The trombone section is often misunderstood with regards to how to voice chords in a big band setting. The fact of the matter is, you do not have to have a “bass trombone” to get a full sound from the section, and you certainly don’t have to write roots for the 4th player either.

This video is in response to some questions I was asked about the trombone section in general. I already thought of some stuff that I forgot to mention in this one, so if you do have questions, feel free to ask any questions or make comments below the video.


5 Replies to “Some Trombone Section Questions Answered”

  1. curt

    very helpful and I liked the reassurance of not having to have a bass trombone.

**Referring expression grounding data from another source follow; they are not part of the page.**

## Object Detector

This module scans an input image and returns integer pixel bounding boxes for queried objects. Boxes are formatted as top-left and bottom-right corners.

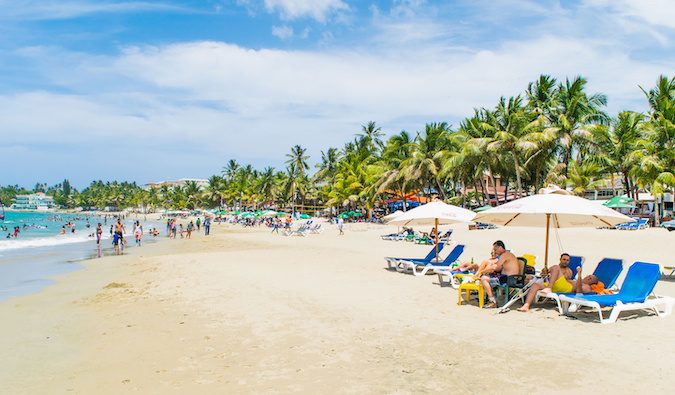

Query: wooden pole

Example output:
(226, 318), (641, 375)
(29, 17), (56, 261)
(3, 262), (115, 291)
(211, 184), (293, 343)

(544, 213), (550, 273)
(435, 218), (439, 262)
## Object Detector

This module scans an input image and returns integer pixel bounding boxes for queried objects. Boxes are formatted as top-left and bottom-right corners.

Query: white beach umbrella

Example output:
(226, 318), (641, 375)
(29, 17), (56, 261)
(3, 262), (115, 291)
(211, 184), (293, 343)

(387, 201), (477, 261)
(383, 210), (404, 222)
(387, 201), (476, 227)
(473, 188), (635, 269)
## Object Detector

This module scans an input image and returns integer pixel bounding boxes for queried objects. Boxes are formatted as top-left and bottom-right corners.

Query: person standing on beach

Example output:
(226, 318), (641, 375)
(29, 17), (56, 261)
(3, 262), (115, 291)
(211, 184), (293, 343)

    Any thoughts on a trombone section of only two trombones?


  2. Jim Martin

    Curt: I am writing alot of arrangements for small band right now that only uses two trombones. To be honest, I struggle more with 2 than with 4. What I try to do more than anything is make the brass section sound complete. I then try to make the saxes sound complete as well. If you can do that, the chord will always sound good.

  3. Bill Riley

    The 4th trombonist has a challenge on his hand. Whether he/she has a bass trombone or not – or even a tenor horn with trigger – some arrangers are going to include trigger notes, with or without ossia notes (in parentheses) at the octave. Or the trigger notes may be avoided, but the shape of a line may tempt you to take a few notes down the octave. You have to hear how your part fits in with the bari sax, the bass, even the pianist’s left hand, and use your judgment.
    Then there are the big band classics, originally scored for 3 trombones, to which a fourth trombone part has been added that consists largely in salt-and-pepper notes that weave in and around the other parts; sometimes you find yourself playing higher than the tenor horns, and if you don’t understand your role in the harmonic fabric you can end up sounding pretty ridiculous.
    If I’m playing the lowest part in a 3- or 4-bone section, I usually show up with both bass and tenor horns and make an educated guess which will best suit the purpose of each chart. And in a 3-bone section, faced with charts containing 4 parts, I start by deciding whether to play the 3rd part or the 4th. Sometimes it’s hard to tell.

  4. Jim Martin

    Bill: I agree with you on the bass trombone issue. Most charts however won’t put the bass trombone above the staff, so bass trombonists have no problem playing most literature. There is one chart that is a ball buster though – Rob McConnell’s chart on Just Friends. The unison soli on takes the bass trombone up to a high C. I’m suprised Rob did that, but he probably had a killer bass trombonist that loved it. Most of the guys I have played the chart with sweat bullets on that.

  5. Chris Stieve-Dawe

    Hi Jim,& greetings from Germany ! enjoyed your tutorial and agree with your last points especially, that is knowing who you are writing for. I usually write for 3 Tbns,ensuring my 1st Tbn doesn´t go over a G, reason being most of the amature Big Bands here don´t have a Bass Tbn and struggle to get three together anyway, and writing them too high is definite No,no.
    Thanks for everything you´re doing it´s much appreciated by many!